Campbell Interview: Mur Lafferty

Welcome to the second of my interviews with this year’s finalists for the John W. Campbell Award for Best New Writer. You can read them all by clicking the Campbell Award tag. For now, meet Mur Lafferty: author, podcaster, and owner of a very cool hat.

1) In exactly 25 words, who is Mur Lafferty?

Photo by JR BlackwellA carbon-based life form, podcaster, editor, and writer (obviously). I like martial arts, gin, and dogs. Contrary to popular belief, I do own dresses.

2) Tell us about the kind of fiction you write, and where we can find some of it.

All of my fiction can be found linked at Murverse.com – I wrote superhero satire (Playing For Keeps, Swarm, 2008), afterlife adventures – aka Bangsian Fantasy – (The Afterlife Series), lunar gladiatorial adventures (Marco and the Red Granny, Hub, 2010), and zombie audio dramas (The Takeover). I also write for scripts for others (The Leviathan Chronicles, audio, and Nanovor, animation scripts), have a history of writing for role-playing games, and have a love of writing Christmas short stories. I have a book (title TBA) coming out in 2013 from Orbit concerning a woman working on a travel book for monsters.

ETA: Shortly after this interview went live, Mur announced that she would be giving her fiction away for free for the next two months. Details are here.

3) What has been the best moment of your writing career thus far? (And if you’re comfortable sharing, what was the worst?)

Gosh. One best moment? Campbell nomination? The phone call from Orbit? Those two tie, I think.

Worst moment was coming to terms that my afterlife series, which is by far my listeners’ favorite of my work, would not find a home with a publisher, and I’d have to be content with it living in audio and epub.

4) If you had to incorporate that wonderful red hat into a superhero costume, what would your superhero name and powers be?

OMEGA MUR – a mild-mannered woman who, upon imbibing caffeine, loses all fear and gains super strength and rage. A child of Daredevil and the Hulk, if those two wacky kids would ever get together.

5) As a writer, where would you like to be in ten years?

One thing I’ve discovered is a love of writing for many different media. I’d love to be writing books, but also scripts for web series, and still putting out original, episodic podcast fiction. Of course, being a best-seller, Hugo-winner, and “making enough money to live off of” are nice goals too.

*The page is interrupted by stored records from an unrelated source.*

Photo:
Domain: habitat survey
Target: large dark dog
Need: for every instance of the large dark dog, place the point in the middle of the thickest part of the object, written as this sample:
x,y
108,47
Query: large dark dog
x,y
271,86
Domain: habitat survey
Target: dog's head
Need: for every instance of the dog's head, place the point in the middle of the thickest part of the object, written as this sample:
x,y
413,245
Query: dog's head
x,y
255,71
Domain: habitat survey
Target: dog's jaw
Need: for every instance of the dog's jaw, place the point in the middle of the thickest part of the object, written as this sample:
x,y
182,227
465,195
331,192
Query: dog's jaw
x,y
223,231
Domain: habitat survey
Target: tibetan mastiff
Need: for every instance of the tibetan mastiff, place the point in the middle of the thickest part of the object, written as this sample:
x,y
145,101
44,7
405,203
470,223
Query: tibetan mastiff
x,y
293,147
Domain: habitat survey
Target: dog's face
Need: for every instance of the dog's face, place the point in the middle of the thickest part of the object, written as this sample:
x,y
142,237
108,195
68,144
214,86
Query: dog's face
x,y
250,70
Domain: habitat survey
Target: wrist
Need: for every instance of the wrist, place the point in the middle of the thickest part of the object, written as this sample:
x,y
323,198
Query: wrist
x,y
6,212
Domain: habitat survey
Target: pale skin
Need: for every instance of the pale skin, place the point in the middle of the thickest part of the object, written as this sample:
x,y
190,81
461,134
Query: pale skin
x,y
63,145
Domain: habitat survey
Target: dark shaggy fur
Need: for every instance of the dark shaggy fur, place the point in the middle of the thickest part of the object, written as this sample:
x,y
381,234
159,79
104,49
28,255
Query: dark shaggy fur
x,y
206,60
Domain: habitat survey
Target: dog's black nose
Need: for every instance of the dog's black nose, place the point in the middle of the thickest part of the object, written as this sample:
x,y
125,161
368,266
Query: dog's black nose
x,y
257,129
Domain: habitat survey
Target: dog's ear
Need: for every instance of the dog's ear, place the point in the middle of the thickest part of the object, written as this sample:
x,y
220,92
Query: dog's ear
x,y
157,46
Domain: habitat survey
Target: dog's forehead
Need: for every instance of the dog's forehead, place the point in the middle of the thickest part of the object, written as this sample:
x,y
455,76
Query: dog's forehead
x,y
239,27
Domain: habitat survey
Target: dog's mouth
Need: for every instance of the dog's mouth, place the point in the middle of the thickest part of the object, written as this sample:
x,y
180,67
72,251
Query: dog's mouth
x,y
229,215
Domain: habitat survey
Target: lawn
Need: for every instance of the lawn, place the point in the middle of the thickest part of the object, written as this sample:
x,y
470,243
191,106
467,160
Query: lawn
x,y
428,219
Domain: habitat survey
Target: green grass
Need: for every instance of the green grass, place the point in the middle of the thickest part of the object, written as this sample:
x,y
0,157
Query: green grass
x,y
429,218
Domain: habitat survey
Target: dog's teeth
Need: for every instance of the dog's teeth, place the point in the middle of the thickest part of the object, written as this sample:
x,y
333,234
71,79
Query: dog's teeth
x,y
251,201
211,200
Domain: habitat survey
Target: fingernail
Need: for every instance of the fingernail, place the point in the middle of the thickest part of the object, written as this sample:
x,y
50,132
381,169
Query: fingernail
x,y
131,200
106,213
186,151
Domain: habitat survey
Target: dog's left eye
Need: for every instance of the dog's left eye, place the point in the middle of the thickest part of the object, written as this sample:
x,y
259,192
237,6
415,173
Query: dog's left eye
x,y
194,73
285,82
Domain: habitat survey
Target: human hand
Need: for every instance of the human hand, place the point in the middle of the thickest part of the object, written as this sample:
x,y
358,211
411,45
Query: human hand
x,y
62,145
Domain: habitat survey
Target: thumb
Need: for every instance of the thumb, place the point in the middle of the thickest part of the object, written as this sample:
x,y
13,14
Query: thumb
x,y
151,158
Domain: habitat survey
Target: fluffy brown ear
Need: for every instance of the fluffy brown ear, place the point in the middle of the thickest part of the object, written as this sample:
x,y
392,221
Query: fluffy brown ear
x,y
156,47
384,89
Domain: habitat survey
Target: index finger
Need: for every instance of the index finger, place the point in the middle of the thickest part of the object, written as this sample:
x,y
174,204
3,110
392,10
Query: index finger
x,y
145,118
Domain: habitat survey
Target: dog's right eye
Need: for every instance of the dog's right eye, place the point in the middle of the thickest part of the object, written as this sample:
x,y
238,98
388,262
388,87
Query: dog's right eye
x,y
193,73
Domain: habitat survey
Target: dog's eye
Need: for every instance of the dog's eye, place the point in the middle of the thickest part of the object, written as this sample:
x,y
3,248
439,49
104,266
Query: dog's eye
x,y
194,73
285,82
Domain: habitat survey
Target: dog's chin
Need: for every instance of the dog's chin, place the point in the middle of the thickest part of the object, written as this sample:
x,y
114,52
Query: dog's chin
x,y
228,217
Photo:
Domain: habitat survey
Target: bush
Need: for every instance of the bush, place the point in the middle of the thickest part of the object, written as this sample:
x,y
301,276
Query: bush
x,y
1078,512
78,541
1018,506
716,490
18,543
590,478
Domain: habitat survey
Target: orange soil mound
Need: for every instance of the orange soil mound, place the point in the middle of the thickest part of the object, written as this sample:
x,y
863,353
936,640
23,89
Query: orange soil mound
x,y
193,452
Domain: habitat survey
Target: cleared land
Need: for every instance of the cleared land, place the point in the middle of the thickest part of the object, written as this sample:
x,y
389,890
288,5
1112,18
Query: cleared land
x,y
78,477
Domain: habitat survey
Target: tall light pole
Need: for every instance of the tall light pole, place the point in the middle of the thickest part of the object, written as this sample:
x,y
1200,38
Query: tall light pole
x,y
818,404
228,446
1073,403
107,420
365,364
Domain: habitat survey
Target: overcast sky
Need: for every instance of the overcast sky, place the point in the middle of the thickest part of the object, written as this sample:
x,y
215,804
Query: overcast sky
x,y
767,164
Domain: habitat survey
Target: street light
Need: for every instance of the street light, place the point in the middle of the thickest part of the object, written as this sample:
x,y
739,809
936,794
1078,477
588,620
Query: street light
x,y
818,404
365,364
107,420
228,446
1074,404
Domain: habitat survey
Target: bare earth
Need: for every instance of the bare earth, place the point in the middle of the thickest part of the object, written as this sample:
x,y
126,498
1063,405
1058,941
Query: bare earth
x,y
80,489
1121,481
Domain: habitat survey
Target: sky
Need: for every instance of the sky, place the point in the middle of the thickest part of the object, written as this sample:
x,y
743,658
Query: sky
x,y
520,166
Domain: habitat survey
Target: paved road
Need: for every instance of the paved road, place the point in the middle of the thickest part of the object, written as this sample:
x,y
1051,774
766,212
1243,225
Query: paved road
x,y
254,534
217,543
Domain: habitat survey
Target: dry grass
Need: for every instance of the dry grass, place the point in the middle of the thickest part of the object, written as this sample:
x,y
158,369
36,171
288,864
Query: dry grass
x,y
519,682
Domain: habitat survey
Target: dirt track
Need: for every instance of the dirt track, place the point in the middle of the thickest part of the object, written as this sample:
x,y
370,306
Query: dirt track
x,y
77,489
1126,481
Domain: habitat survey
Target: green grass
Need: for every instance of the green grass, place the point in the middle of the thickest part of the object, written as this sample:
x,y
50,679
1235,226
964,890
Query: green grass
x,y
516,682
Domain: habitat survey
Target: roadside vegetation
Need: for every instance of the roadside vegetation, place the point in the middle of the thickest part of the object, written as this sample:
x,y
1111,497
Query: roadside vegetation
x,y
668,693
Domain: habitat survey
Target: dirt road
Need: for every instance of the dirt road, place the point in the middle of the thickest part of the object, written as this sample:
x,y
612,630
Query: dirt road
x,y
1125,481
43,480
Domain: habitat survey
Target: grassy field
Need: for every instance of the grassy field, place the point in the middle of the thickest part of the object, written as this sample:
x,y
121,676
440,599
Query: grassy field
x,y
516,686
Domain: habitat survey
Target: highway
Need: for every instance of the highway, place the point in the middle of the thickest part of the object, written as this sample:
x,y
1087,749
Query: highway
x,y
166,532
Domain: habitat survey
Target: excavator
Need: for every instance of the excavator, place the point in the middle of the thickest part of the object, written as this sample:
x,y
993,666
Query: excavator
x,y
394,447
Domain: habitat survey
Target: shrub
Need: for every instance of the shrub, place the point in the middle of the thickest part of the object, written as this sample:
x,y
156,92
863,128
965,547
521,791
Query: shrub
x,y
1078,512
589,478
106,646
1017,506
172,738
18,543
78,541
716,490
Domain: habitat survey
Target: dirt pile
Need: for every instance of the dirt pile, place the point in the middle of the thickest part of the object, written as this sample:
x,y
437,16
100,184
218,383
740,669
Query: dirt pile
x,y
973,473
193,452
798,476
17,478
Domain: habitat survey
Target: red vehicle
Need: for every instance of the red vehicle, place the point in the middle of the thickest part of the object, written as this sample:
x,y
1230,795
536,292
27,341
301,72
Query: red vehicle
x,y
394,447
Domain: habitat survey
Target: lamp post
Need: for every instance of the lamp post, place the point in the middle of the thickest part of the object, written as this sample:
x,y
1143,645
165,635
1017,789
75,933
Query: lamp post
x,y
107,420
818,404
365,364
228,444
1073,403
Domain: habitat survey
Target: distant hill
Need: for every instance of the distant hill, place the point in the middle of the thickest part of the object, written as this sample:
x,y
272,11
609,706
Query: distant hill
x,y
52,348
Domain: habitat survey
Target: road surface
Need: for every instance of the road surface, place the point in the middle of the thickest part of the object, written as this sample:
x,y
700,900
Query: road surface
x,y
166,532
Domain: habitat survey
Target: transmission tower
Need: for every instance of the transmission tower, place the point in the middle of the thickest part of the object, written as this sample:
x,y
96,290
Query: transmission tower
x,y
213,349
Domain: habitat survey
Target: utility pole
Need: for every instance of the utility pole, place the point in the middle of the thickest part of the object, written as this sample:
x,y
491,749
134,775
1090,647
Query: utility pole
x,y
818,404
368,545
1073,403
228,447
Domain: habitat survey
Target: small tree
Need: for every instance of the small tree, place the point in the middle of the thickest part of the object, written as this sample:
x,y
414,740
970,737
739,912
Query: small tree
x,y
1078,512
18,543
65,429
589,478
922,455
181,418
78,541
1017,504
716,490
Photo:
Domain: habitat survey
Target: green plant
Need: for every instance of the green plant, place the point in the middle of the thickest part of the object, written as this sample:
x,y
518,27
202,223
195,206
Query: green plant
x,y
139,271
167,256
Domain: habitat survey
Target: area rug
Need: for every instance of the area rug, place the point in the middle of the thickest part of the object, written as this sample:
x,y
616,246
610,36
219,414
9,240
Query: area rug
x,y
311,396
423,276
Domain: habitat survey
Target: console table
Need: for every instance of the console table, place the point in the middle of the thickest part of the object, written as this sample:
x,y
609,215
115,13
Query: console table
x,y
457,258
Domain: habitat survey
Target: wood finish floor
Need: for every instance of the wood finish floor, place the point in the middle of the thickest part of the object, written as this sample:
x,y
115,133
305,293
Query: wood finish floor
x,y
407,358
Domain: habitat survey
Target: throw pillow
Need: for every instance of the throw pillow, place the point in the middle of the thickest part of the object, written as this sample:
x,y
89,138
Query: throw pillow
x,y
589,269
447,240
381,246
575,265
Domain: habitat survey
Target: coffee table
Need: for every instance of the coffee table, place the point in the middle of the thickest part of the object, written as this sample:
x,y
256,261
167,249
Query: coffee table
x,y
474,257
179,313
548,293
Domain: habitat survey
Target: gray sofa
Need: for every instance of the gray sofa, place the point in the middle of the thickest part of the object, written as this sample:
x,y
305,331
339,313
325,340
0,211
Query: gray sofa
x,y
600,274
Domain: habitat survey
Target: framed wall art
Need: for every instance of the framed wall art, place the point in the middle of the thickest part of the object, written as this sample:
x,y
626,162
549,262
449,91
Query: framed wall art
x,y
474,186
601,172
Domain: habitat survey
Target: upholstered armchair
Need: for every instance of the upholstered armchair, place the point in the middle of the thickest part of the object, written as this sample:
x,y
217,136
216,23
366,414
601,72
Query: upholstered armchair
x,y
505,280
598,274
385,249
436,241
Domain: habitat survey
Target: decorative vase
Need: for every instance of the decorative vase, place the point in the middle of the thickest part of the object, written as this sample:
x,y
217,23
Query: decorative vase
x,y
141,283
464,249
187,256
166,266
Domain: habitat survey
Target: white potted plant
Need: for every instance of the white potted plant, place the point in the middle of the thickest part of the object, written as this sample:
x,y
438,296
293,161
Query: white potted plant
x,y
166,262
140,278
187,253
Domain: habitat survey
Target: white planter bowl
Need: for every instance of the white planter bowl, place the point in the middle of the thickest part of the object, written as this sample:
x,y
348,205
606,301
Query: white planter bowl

6) You run or work with several different podcasting sites (Escape Pod, I Should Be Writing, Princess Scientist’s Book Club, and the Angry Robot Books Podcast), and have podcast at least one of your novels as well. What is it that draws you to podcasting?

I was drawn to podcasting in the beginning, 2004, when it was a new medium – that excited me. I wanted to play with all the new ways of storytelling. I didn’t need NPR to publish essays, I didn’t need the BBC or a US radio station to do an audio drama, and I didn’t need a publisher to make an audiobook. I was able to build an audience for my work well before I got a book deal. Podcasting has been instrumental for building my career, when I never expected it to.

7) For anyone who might want to get into podcasting, what resources would you recommend, and what’s the most important lesson you’ve learned about doing a successful podcast?

Microphone: Start small. A  $20 mic from the store will do just fine.

Software: Windows – Audacity is free. Mac – Garageband is free. (Aside – Audacity is also available for the Mac, but crashed a lot for me, so I got Amadeus Pro, which is quite affordable and much like a stable Audacity.)

Host: Libsyn.com – The first podcast host, designed to handle the greater demands of large audio and video files.

Other resources: Tricks of the Podcasting Masters, by Lafferty/Walch (Come on, I had to!), Podcasting for Dummies, by Morris/Terra

Advice: Interact with your listeners. Give them a place to contact/follow you and respond to them; when your voice is in peoples’ ears, it creates an intimacy not found in providing text.